Bookstagrammers e booktubers offrono così consigli di lettura rivolti a tutta quella platea di più e meno giovani che su piattaforme come Instagram e YouTube hanno trovato un luogo social momentaneamente confacente al loro “progetto personale” che riguarda la condivisione di passioni, attitudini e gusti che fanno tendenza.

Ciò quando riguarda i libri assume contorni sorprendenti. I libri di cui si parla su Instagram e su YouTube sono non sempre facili e non sempre di recentissima uscita, perché questi lettori social hanno anche il pregio di scavare nelle biblioteche e negli scaffali di casa impegnati in una ricerca che spesso assume i contorni assoluti di quella della pietra filosofale, arrivando, senza averne l’aria, a svolgere un’azione davvero importante specie riguardo la diffusione di contenuti di libri per niente scontati né ordinari.

Abbiamo perciò deciso di condividere un breve articolo della pagina Instagram books.unpopolaropinions su un libro difficile e necessario come La strada di Cormac McCarthy sperando che questa condivisione possa diventare una felice abitudine o uno spunto di ulteriore riflessioni su tutte le opportunità che offre la rete a chi ama leggere e scrivere. E soprattutto vive il suo amore per la lettura condividendolo con gli altri ma senza curarsi di polemiche nè facendosi condizionare da preconcetti.


Cormac McCarthy

Ce la caveremo, vero papà?
Sì. Ce la caveremo.
E non succederà niente di male.
Esatto.
Perché noi portiamo il fuoco.
Sì. Perché noi portiamo il fuoco

di Daria Manetta

La strada di Cormac McCarthy vede come protagonisti un uomo e suo figlio, che in una realtà post-apocalittica, in un mondo che non è più un mondo, affrontano un lungo viaggio, nella speranza di trovare l’oceano e con lui qualche barlume di vita.

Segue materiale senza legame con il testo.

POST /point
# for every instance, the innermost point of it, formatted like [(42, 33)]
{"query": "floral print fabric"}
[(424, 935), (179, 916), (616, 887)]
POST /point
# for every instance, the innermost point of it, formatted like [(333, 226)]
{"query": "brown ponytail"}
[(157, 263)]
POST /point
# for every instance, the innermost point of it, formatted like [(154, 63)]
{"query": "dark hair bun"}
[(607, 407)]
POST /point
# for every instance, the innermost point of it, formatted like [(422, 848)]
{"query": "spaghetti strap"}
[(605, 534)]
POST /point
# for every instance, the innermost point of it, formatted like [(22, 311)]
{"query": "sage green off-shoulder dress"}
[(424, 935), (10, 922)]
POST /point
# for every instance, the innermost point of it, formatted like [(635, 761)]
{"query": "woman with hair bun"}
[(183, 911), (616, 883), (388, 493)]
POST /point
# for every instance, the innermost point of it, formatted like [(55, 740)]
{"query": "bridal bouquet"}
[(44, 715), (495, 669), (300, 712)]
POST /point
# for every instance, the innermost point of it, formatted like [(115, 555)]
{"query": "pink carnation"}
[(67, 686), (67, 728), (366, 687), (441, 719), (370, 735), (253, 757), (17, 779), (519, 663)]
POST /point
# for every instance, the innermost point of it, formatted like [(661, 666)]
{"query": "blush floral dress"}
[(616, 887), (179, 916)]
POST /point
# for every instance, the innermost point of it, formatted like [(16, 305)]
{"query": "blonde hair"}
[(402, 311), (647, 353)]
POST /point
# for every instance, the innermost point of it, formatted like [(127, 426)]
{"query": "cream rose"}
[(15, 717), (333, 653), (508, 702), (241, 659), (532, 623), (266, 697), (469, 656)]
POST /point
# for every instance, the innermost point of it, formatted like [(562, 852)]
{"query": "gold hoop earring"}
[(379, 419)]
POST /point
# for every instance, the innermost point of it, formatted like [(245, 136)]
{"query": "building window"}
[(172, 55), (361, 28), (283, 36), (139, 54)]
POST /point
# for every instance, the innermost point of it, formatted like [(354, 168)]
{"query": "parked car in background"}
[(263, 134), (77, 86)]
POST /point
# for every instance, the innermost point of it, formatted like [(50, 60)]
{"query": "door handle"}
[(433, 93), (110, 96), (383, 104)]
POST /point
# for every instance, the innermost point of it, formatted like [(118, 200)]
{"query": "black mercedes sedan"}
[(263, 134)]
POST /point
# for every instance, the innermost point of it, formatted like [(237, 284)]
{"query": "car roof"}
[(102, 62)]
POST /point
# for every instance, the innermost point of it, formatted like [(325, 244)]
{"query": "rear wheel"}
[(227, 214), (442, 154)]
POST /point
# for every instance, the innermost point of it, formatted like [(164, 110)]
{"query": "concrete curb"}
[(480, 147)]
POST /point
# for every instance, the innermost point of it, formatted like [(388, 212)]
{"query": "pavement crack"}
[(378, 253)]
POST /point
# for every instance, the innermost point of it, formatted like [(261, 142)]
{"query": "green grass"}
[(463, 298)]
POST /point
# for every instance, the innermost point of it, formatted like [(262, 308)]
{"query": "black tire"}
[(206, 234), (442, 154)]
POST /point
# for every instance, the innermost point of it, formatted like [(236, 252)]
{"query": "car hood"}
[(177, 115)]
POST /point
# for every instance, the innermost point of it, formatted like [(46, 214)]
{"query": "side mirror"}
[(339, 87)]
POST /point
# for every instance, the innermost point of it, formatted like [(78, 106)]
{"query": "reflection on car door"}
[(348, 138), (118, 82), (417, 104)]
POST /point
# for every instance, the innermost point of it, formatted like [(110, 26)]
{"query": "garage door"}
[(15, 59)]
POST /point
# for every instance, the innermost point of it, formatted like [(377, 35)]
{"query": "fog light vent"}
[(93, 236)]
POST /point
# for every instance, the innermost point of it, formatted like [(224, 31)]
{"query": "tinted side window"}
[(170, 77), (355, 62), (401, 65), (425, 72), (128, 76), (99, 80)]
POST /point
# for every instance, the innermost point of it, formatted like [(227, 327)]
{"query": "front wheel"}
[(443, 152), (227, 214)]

Loro viaggiano ininterrottamente affrontando il gelo più duro con un carrello, che durante il cammino riempiono di tutto ciò che può essere utile, un telo di plastica, con cui ripararsi dalla pioggia, e una pistola, da usare solamente in condizioni di emergenza.

Non sappiamo per quale motivo si sia arrivati a tale desolazione, tutto è coperto di cenere, di polvere e detriti; ma sappiamo che ormai non c’è più nulla. La gente arriva a compiere atti di cannibalismo, i pochi alimenti rimasti ormai non sono più commestibili. Ma l’uomo e il bambino troveranno sempre qualcosa con la quale sostenersi, fino ad arrivare a un punto in cui tutto è destinato a finire.

La strada è un romanzo breve, ma incisivo e doloroso. Un proiettile.

Mostra come il nostro istinto di sopravvivenza ci porterebbe a lottare per guadagnare un altro pezzetto di vita senza avere un motivo per il quale andare avanti. Mette in evidenza come un legame affettivo può diventare ancora più forte quando si rischia di perderlo.

Da una trama che può sembrare noiosa, Cormac McCarthy trae un opera magnifica, emozionante e appassionante.

Un libro che mette paura, tristezza, ribrezzo. Ma bellissimo.